Am 17. Januar wäre die Kurdin Hatun Aynur Sürücü 40 Jahre alt geworden. Wäre, denn sie wurde 2005 in Berlin von ihrem eigenen Bruder auf offener Straße erschossen. Die damals 23-Jährige soll mit dem Gedanken gespielt haben, katholisch zu werden. Vielleicht eines der Motive des Täters.
Wenige Tage noch und Hatun Sürücü hätte den Gesellenbrief in der Hand gehabt. Elektroinstallateurin wollte sie werden. Leitungen legen, Geräte warten und vor Ort sein, wenn was kaputt war – das war ihr Traum. Hatun hatte geschickte Hände, lachte viel, konnte gut mit Kunden, so erinnert sich ein Arbeitskollege.
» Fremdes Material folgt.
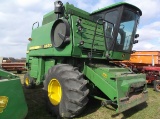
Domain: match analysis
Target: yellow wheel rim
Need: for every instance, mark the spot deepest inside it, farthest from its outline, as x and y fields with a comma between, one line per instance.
x=27, y=81
x=54, y=91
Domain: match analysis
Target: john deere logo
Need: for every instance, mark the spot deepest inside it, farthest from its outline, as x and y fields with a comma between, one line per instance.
x=3, y=103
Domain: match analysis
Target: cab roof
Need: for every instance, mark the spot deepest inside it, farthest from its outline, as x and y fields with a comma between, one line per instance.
x=117, y=5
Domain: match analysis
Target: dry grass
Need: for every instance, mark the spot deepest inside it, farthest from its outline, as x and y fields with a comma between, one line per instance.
x=149, y=110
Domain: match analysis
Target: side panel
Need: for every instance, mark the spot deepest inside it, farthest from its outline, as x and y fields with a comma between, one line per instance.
x=13, y=104
x=41, y=43
x=85, y=31
x=34, y=67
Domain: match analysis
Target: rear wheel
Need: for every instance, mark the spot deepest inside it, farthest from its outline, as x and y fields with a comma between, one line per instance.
x=29, y=82
x=66, y=92
x=157, y=85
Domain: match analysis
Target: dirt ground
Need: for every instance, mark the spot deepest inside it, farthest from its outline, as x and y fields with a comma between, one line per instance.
x=94, y=110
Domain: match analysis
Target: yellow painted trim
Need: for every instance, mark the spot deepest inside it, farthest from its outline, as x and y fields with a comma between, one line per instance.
x=54, y=91
x=3, y=103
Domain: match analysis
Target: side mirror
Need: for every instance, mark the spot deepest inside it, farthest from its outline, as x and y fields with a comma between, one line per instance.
x=137, y=35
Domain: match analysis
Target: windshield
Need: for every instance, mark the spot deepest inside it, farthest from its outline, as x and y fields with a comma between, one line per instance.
x=119, y=28
x=126, y=31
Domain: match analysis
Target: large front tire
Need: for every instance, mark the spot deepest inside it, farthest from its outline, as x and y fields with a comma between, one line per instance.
x=66, y=92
Doch nicht vielen Kunden war diese Erfahrung vergönnt.
Ohne Überlebenschance
Am 7. Februar 2005 wurde die Deutsch-Kurdin von ihrem eigenen Bruder an einer Bushaltestelle in Berlin Tempelhof erschossen, mit Schüssen in den Kopf. Eine Überlebenschance hatte die junge Frau nicht. Unter dem weißen Tuch, das Rettungssanitäter über ihren Leichnam legten, rann Blut auf die Straße.
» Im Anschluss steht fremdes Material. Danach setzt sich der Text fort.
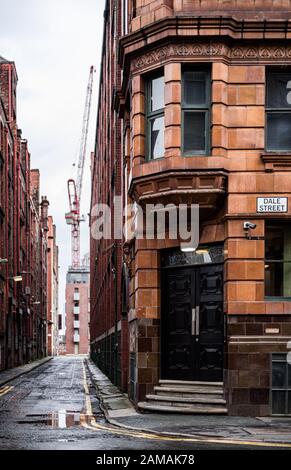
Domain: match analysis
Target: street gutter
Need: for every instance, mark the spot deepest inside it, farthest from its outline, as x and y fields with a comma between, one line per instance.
x=12, y=374
x=103, y=384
Diese Bilder zeigte damals auch das Fernsehen. Sie verliehen der Diskussion um Integration und „Multi-Kulti“ eine nachhaltig nachdenkliche Note. Präsent sind die Bilder auch wieder während der sogenannten „Flüchtlingskrise“ im Herbst 2015 und nach dem darauf folgenden Sprung der AfD in den Deutschen Bundestag.
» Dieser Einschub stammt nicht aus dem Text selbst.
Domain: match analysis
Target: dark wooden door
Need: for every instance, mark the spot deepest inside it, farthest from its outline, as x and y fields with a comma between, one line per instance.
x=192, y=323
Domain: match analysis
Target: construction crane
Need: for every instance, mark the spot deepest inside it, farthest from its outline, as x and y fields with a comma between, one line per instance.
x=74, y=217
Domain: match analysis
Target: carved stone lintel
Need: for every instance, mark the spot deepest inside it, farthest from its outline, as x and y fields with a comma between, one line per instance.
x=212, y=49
Ein Gedenkstein und eine Brücke
Ein Gedenkstein am Tatort in der Oberlandstraße erinnert heute an das Verbrechen an Hatun Sürücü. Immer wieder liegen dort Blumen und Kränze, daneben rote Friedhofslichter und bunte Kärtchen. Auch eine Brücke in Berlin wurde nach der Ermordeten benannt. Und immer wieder im Februar gedenken Berliner Politiker, Privatleute und Medienschaffende des grausamen Verbrechens. 2018 berichtete Sandra Maischberger in der Fernsehdokumentation „Nur eine Frau“ über den Fall.
„Er agierte mit absolutem Tötungswillen“, so urteilten später die Richter über den Täter und verurteilten ihn zu neuneinhalb Jahren Jugendstrafe, weil er zum Zeitpunkt der Tat noch minderjährig war. Im Gefängnis gab der Mörder ein Interview, bei dem er weiter seinen Hass auf die tote Schwester durchblicken ließ. Ob zwei weitere Brüder von den Mordplänen wussten, konnte bislang nicht bewiesen werden. Ermittler sind sich aber sicher, dass die Tat in der Familie abgesprochen war und auch die Tatwaffe dort besorgt wurde.
Den Ehemann verlassen
Das Motiv: Mitglieder der Familie Sürücü hatten sich am westlichen Lebensstil Hatuns gestört. Sie hatte dem Islam die rote Karte gezeigt und sich für ein eigenes, freies Leben in der bunten Metropole Berlin entschieden. Sie hatte den Schleier abgelegt und ihren zwangsweise angeheirateten Ehemann verlassen. Sogar mit einem nichtmuslimischen Mann poussierte sie.